Her appointment with her publishers was fixed for Tuesday lunch time and on Monday Lucy went down to see the vicar’s wife, to ask if she could possibly look after Oliver and Tara for the day. She had known Nancy Smallwood nearly all her life; Nancy’s daughter Veronica was five years her senior and married now with two children.

‘I’d love to have them,’ Nancy assured her warmly. ‘Veronica’s bringing Daniel and Amanda down this afternoon—I’m looking after them for a week so that she and Ryan can have a break—so they’ll be company for one another.’

‘How’s Saul settling in?’ she asked, having met Saul the summer he had stayed at the Manor.

‘Pretty well. Oliver was inclined to resent him a little at first, but now he tends to rather hero-worship him.’

‘Oh well, that’s no bad thing. A boy that age needs a man to model himself on. Does Saul intend to stay do you know?’

‘I don’t. I can’t see how he would be able to keep the Manor on—that would take a fortune.’

‘Yes. So what will he do—sell I suppose?’
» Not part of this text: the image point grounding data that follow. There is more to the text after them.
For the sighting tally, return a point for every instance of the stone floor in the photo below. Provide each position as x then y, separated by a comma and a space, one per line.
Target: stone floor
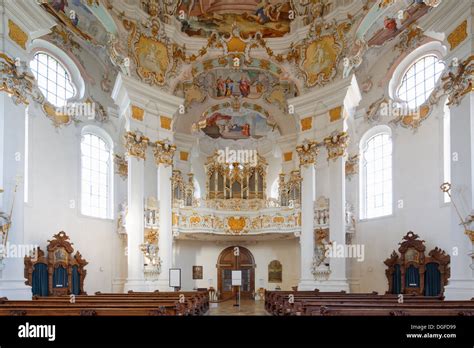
247, 307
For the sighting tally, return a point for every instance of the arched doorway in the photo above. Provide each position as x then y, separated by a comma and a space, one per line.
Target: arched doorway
236, 258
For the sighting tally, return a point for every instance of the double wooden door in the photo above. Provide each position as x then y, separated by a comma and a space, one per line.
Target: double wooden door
232, 259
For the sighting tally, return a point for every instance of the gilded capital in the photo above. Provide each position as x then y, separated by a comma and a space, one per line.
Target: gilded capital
136, 144
164, 152
458, 81
336, 144
308, 152
121, 166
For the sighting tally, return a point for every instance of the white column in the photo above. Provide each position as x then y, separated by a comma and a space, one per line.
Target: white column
135, 223
165, 242
307, 281
337, 221
12, 282
32, 22
461, 282
143, 107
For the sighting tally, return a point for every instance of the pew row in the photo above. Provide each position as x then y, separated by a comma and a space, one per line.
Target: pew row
136, 304
314, 303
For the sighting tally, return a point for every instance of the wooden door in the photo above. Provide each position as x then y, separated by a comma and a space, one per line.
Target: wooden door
236, 258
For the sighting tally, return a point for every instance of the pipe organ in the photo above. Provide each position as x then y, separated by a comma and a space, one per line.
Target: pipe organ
183, 193
236, 180
290, 192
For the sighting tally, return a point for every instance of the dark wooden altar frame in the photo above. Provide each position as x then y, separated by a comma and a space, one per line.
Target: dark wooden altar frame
436, 255
59, 241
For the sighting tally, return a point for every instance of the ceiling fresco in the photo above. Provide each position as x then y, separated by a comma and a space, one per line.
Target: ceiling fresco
271, 18
236, 63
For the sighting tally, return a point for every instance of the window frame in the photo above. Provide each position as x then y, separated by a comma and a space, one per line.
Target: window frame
66, 71
104, 136
413, 63
433, 48
370, 134
68, 62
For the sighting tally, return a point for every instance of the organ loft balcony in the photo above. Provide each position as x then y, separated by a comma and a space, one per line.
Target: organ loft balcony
236, 207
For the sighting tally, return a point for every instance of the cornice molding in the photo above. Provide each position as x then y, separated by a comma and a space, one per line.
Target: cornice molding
30, 17
129, 91
321, 100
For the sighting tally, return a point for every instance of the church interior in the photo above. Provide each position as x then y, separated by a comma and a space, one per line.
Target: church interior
296, 157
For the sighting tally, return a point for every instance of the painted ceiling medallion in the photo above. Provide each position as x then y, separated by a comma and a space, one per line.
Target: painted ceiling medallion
136, 144
336, 144
164, 152
151, 52
308, 151
322, 52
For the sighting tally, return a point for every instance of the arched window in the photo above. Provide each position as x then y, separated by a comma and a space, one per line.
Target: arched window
419, 80
376, 174
96, 174
53, 79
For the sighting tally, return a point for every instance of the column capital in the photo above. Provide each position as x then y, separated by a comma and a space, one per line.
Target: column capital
136, 144
308, 152
164, 152
457, 82
336, 144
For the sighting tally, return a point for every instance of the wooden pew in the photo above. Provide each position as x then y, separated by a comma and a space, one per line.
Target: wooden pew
130, 304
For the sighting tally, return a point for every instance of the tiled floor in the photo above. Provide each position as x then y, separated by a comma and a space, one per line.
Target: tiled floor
247, 307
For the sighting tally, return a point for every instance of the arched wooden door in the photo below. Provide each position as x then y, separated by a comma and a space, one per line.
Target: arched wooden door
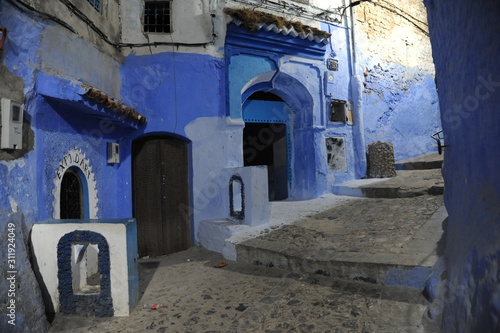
161, 195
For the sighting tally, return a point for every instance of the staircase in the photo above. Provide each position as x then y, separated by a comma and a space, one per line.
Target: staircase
388, 236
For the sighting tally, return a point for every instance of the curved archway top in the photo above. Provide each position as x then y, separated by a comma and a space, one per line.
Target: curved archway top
291, 90
76, 159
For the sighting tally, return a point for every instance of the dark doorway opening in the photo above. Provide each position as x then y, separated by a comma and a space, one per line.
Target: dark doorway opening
266, 144
161, 195
71, 203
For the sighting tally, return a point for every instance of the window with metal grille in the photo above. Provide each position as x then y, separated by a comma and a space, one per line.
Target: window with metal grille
96, 4
157, 16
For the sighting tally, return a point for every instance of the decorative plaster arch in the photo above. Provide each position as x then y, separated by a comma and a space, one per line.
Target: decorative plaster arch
75, 158
290, 89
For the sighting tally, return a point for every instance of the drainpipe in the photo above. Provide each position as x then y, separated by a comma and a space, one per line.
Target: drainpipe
2, 41
356, 93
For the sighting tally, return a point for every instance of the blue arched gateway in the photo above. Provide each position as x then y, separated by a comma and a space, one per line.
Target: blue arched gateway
274, 89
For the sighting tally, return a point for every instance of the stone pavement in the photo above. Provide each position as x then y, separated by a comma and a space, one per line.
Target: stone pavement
384, 241
201, 298
331, 265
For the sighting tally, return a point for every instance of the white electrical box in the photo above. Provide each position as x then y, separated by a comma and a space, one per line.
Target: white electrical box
113, 153
12, 124
329, 83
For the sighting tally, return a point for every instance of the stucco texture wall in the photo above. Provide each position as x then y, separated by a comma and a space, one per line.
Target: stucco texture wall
399, 93
22, 308
464, 36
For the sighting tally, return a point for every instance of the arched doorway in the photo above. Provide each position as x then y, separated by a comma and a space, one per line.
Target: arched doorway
161, 195
267, 140
72, 203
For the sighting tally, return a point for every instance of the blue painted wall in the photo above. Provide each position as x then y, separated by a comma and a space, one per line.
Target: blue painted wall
400, 106
464, 37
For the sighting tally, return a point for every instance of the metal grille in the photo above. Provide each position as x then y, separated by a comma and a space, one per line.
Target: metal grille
157, 16
96, 4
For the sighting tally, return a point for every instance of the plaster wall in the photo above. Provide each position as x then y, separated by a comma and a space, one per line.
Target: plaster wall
399, 95
464, 38
73, 14
69, 56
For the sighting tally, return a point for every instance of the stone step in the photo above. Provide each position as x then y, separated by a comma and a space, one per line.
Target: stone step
423, 162
408, 268
406, 184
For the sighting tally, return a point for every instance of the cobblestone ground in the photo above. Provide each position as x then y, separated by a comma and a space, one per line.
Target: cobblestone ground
365, 225
200, 297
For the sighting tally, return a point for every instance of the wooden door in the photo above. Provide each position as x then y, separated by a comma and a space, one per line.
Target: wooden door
161, 195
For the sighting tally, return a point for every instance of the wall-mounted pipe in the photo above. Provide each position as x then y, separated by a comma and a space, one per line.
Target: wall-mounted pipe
2, 41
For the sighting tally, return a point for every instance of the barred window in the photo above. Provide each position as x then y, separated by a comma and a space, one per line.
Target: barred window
96, 4
157, 15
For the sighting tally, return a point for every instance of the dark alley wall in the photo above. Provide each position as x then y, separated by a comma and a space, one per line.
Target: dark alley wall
464, 37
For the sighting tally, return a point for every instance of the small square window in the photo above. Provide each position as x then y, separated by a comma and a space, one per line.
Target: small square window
338, 110
96, 4
157, 16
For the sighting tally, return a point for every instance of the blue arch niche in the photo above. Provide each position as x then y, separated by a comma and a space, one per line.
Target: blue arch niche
100, 305
288, 88
302, 158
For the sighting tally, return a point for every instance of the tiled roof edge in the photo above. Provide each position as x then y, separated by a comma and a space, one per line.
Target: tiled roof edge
100, 97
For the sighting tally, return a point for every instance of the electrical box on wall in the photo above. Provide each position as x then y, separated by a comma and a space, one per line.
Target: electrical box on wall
113, 153
329, 81
12, 124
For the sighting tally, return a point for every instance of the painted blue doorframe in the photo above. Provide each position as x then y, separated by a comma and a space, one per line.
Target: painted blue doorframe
272, 112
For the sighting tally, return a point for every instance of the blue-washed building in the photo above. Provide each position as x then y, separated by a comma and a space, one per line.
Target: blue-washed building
465, 288
190, 116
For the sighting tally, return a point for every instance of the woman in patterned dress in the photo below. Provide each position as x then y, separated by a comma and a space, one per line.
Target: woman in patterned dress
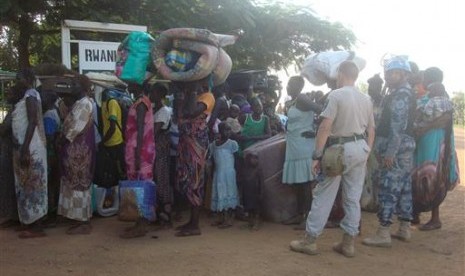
29, 157
77, 154
161, 168
197, 104
140, 148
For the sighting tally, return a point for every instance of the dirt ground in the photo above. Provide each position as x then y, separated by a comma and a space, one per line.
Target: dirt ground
240, 252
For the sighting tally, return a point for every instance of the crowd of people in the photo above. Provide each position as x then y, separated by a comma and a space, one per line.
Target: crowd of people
190, 139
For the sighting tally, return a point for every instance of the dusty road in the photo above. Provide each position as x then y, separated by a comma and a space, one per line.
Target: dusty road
240, 252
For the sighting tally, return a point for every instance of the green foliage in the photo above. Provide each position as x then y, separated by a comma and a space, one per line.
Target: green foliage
459, 108
276, 35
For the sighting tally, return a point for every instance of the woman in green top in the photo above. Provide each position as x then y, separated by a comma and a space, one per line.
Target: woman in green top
255, 126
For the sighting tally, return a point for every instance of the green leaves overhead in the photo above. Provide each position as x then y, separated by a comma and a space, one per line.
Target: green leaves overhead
276, 35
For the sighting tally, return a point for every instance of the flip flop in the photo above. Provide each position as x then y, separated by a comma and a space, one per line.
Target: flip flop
188, 233
135, 233
28, 234
224, 226
80, 229
430, 226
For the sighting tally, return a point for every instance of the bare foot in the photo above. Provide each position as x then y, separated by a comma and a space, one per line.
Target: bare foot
187, 232
431, 225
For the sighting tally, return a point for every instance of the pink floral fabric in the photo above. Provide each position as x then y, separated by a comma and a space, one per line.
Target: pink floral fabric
147, 152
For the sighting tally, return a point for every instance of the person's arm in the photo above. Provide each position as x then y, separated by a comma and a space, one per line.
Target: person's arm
112, 119
322, 136
157, 127
6, 125
193, 108
371, 128
141, 109
219, 105
440, 122
267, 133
31, 107
399, 121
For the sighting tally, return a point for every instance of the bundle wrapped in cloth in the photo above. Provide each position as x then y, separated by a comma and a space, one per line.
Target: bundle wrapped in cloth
321, 67
188, 54
133, 57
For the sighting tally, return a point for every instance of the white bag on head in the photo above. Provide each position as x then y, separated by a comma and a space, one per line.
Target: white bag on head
320, 67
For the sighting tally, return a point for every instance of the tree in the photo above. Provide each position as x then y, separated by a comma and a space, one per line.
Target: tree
275, 35
459, 108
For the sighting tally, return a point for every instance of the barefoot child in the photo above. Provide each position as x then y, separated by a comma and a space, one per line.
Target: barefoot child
224, 191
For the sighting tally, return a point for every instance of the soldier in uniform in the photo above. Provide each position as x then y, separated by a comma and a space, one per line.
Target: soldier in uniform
347, 118
394, 149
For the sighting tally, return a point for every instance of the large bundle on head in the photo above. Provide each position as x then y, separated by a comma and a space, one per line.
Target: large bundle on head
321, 67
187, 54
133, 58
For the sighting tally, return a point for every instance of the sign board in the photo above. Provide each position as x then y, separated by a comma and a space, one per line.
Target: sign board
97, 56
93, 47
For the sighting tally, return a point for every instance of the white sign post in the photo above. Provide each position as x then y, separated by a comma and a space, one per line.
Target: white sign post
93, 55
97, 56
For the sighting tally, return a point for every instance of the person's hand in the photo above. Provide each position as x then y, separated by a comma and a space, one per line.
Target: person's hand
137, 163
24, 156
316, 167
388, 162
308, 134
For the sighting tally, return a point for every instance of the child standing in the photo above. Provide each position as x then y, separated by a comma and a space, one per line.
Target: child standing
233, 121
224, 191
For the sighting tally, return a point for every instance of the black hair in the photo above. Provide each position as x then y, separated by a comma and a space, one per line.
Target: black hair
349, 69
27, 74
221, 90
431, 75
255, 100
159, 88
298, 81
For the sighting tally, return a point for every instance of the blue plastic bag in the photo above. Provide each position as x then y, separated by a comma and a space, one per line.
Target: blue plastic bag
137, 200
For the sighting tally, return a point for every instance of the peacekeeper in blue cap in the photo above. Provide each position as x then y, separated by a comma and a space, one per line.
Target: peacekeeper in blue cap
394, 148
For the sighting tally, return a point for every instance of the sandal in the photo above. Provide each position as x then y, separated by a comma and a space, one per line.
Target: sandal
30, 234
224, 225
430, 226
188, 232
80, 229
134, 233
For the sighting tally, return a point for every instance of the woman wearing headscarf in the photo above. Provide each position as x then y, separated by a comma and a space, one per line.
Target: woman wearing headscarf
29, 157
77, 153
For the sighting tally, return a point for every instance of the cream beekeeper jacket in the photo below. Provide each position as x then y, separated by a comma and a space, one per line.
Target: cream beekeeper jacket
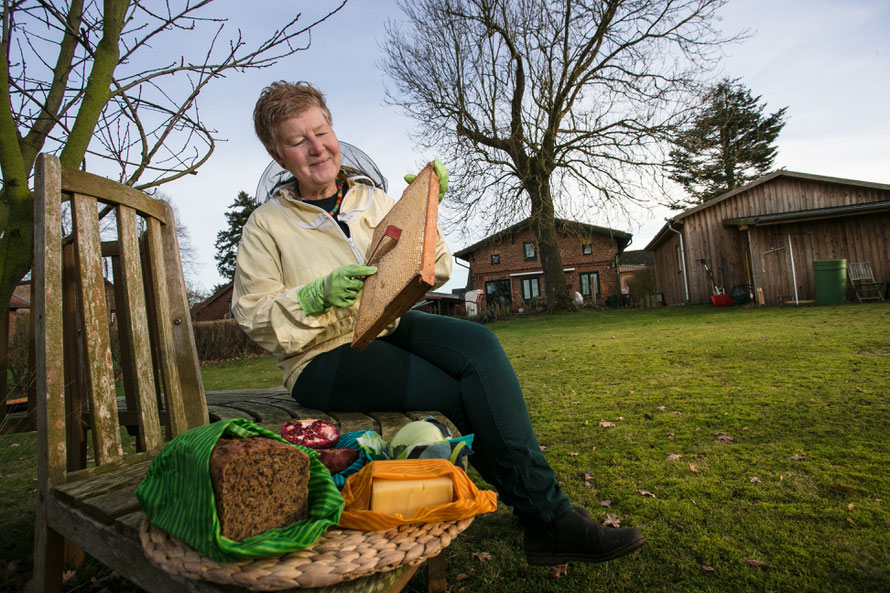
286, 244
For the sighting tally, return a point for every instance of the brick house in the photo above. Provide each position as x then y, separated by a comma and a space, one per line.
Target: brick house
507, 265
217, 306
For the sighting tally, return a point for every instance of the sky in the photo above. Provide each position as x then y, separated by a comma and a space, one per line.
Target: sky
827, 61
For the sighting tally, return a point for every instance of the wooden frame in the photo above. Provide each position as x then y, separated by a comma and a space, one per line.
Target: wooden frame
406, 270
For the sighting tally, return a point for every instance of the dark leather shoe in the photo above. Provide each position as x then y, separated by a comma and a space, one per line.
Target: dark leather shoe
574, 537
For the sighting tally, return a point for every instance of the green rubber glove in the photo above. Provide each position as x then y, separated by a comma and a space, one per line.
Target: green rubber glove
441, 171
340, 288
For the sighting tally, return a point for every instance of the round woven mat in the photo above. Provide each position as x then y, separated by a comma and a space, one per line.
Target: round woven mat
339, 555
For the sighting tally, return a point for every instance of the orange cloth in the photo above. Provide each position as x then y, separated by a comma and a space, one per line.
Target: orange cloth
468, 500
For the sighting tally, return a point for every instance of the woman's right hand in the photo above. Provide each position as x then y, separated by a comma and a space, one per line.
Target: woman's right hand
340, 288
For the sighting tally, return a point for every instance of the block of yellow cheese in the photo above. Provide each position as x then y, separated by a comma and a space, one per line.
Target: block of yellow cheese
404, 497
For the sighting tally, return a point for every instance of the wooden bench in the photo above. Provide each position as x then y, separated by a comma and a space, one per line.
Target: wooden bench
88, 466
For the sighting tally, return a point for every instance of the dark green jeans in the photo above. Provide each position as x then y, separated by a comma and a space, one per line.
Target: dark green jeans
458, 367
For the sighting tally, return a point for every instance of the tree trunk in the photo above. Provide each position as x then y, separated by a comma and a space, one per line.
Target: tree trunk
543, 221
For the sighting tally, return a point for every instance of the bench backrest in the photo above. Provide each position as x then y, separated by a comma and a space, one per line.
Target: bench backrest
111, 317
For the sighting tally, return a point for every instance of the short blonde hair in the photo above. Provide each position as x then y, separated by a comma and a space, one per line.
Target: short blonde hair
282, 100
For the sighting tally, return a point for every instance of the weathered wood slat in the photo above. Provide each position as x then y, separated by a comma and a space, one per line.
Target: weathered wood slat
50, 373
75, 363
138, 366
100, 484
182, 334
105, 543
218, 413
97, 187
352, 421
167, 354
106, 437
111, 505
264, 413
129, 523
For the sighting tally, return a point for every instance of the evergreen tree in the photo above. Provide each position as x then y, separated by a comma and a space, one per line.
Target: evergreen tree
729, 143
227, 239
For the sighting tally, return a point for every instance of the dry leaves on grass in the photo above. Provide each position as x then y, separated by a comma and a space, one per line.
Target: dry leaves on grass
755, 563
612, 521
560, 570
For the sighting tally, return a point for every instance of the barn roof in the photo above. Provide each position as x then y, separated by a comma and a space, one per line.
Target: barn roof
779, 217
623, 239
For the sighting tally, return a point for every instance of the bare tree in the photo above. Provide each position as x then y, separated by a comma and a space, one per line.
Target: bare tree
541, 104
73, 81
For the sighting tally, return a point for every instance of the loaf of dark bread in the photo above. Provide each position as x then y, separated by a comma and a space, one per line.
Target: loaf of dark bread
259, 484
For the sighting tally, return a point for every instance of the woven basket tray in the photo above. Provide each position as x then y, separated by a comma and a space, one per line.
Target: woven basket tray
340, 555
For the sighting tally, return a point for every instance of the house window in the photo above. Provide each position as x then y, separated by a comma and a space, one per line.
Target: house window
529, 251
497, 294
590, 284
531, 288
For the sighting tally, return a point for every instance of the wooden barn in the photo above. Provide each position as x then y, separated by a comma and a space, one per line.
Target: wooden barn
766, 236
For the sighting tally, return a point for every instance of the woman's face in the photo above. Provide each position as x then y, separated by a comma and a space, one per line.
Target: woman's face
308, 148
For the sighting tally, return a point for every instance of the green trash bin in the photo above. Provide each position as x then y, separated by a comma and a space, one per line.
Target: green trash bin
830, 276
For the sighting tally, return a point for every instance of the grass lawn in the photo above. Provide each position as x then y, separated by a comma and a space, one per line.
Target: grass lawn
750, 446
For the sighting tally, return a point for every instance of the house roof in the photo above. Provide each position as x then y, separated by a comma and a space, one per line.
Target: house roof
637, 257
621, 237
812, 214
788, 216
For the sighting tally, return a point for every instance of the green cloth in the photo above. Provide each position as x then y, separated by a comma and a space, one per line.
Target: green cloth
340, 288
177, 496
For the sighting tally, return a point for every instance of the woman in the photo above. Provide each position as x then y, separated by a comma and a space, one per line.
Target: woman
297, 285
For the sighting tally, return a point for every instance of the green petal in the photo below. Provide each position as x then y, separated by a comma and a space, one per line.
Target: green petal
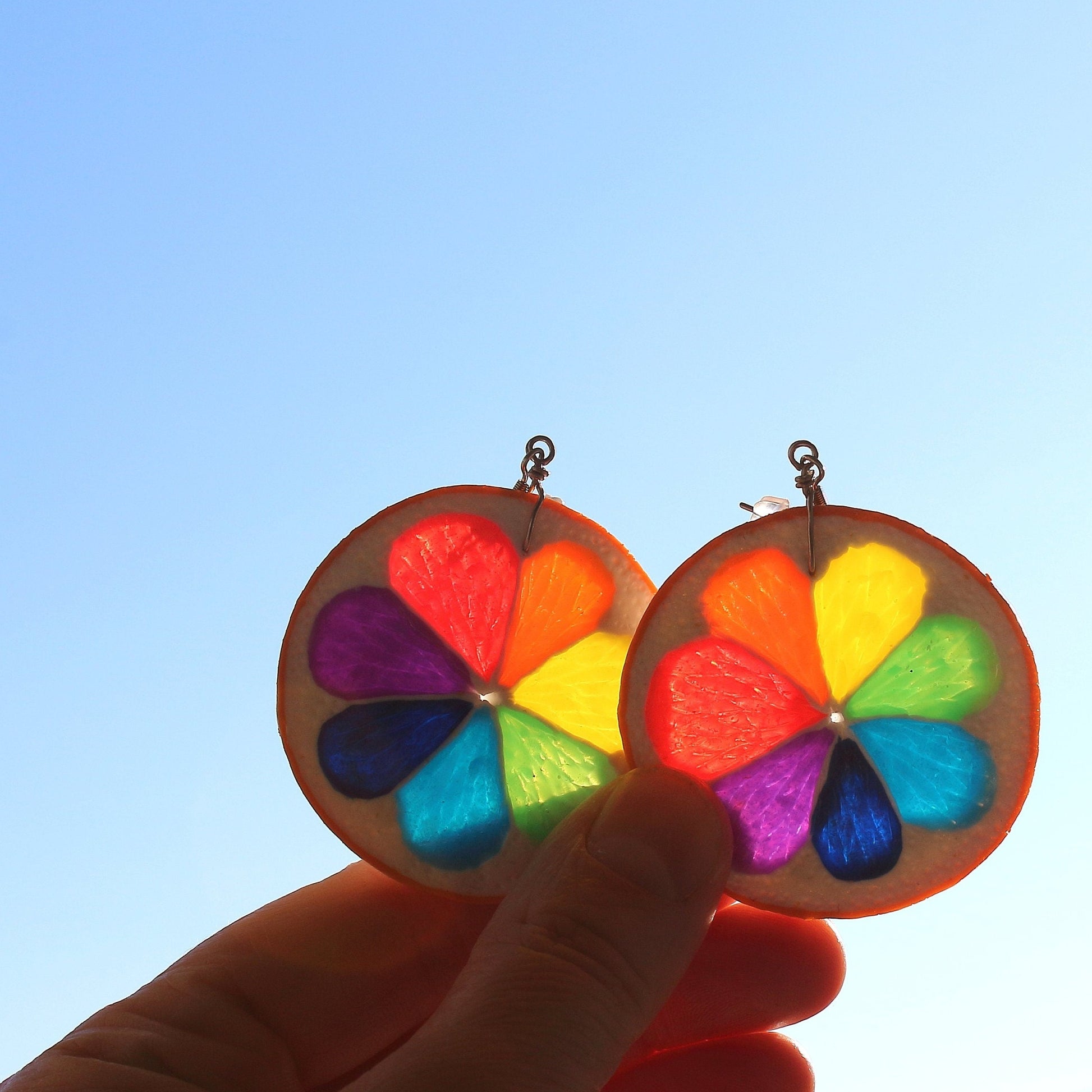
945, 671
546, 773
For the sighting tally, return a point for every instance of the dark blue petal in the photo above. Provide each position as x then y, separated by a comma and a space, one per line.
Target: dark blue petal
854, 828
366, 750
452, 811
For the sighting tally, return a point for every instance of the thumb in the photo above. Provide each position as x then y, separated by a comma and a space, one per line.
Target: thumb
584, 951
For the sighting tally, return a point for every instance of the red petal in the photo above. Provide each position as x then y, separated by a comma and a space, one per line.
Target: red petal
713, 706
459, 572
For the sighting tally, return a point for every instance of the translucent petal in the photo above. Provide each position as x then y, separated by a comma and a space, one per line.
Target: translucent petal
713, 706
546, 773
770, 800
578, 689
869, 600
565, 590
854, 829
459, 572
945, 671
939, 776
367, 644
366, 750
764, 601
452, 811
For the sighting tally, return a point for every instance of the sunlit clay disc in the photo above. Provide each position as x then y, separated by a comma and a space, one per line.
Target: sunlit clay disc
871, 731
446, 699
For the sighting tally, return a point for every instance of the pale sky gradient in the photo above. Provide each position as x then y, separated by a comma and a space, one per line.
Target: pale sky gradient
270, 267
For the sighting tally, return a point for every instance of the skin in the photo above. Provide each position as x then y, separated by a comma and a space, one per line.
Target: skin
600, 970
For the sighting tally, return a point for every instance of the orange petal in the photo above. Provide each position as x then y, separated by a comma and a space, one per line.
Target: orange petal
764, 601
713, 706
565, 590
458, 572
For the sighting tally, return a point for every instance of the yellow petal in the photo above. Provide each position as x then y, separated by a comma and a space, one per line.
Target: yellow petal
577, 690
869, 600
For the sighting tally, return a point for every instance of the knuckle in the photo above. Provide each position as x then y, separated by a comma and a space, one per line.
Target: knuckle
566, 945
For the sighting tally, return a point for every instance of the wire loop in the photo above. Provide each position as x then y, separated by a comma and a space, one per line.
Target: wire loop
807, 482
540, 451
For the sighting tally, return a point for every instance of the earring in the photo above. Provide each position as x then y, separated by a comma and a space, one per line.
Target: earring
448, 686
855, 692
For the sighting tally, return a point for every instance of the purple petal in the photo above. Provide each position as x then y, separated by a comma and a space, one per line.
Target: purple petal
770, 800
367, 644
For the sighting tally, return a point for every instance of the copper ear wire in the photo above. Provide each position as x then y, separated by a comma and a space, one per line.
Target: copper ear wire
532, 473
807, 482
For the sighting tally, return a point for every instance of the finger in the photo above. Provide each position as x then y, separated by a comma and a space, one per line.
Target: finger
585, 949
748, 1064
314, 985
755, 971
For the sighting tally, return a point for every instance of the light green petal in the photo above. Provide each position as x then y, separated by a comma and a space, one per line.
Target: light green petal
945, 671
546, 773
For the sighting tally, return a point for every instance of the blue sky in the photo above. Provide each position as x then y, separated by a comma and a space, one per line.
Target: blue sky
270, 267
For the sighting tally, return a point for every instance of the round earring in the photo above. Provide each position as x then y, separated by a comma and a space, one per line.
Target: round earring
448, 686
855, 692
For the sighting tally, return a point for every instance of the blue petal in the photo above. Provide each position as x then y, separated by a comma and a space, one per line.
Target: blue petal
452, 811
854, 828
366, 750
939, 776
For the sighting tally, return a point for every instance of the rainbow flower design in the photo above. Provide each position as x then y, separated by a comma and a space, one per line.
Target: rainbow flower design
484, 690
828, 709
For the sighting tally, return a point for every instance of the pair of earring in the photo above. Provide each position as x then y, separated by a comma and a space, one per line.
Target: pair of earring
469, 666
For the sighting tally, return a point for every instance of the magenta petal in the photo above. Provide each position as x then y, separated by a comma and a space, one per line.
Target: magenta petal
770, 802
367, 644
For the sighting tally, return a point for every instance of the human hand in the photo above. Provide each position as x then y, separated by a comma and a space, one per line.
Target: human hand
363, 983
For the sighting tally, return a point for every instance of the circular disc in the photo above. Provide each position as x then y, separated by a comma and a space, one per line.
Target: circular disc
444, 699
871, 731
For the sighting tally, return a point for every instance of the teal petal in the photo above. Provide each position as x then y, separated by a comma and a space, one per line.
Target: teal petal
452, 811
938, 776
‘I expect so. He hasn’t discussed it, but I don’t see that he has much option. It won’t be easy to find a buyer.’

‘It would make a first-rate hotel—or a school… or even a convalescent home.’

She was right, and Lucy frowned slightly. The last time she had seen Neville he had been talking about a consortium he knew who might be interested in buying the Manor, but knowing Neville and his sharp practices Lucy doubted that any sale to Neville’s friends would be very beneficial to Saul. She frowned harder, remembering how derogatory Neville had been about Saul the last time they met.

There had been an unpleasant degree of antipathy and contempt in his sneering comments about Saul’s financial position and intelligence. She smiled rather grimly to herself. It might do Neville good to realise that Saul was not the hick country boy he seemed to think.

It didn’t take her long to walk back from the vicarage. She had left the children in the care of Mrs Isaacs, and so she made her way up to the Manor without stopping at the Dower House.

When she got there there was no sign of Saul and Mrs Isaacs told her that he had had to go out on business.

‘Had a phone call from America he did this morning,’ she confided expectantly to Lucy, but Lucy refused to be drawn, collecting the children and thanking her for looking after them.

Some last-minute doubts about her book kept Lucy at her typewriter until late afternoon. Her study was at the back of the Dower House so she wasn’t aware that Saul had returned until Oliver burst in announcing, ‘Saul’s back. He’s in the kitchen talking to Tara and he wants to see you.’

Pushing back her machine she got up, automatically flexing stiff muscles as she followed Oliver into the kitchen.

Saul was perched on the edge of the kitchen table, his back towards her as he bent his head in apparent engrossment towards Tara who was busily confiding to him her hopes that fat little Harriet might come away from the local gymkhana with a much prized rosette. As she walked in she was just in time to hear Saul agreeing gravely with Tara’s views.

His head was turned towards the little girl, the strong tanned column of his neck exposed, the dark hair curling into his nape. Lucy had to subdue an aching impulse to reach out and touch him, to place her lips to that warm brown skin and breathe in the vital male scent of him.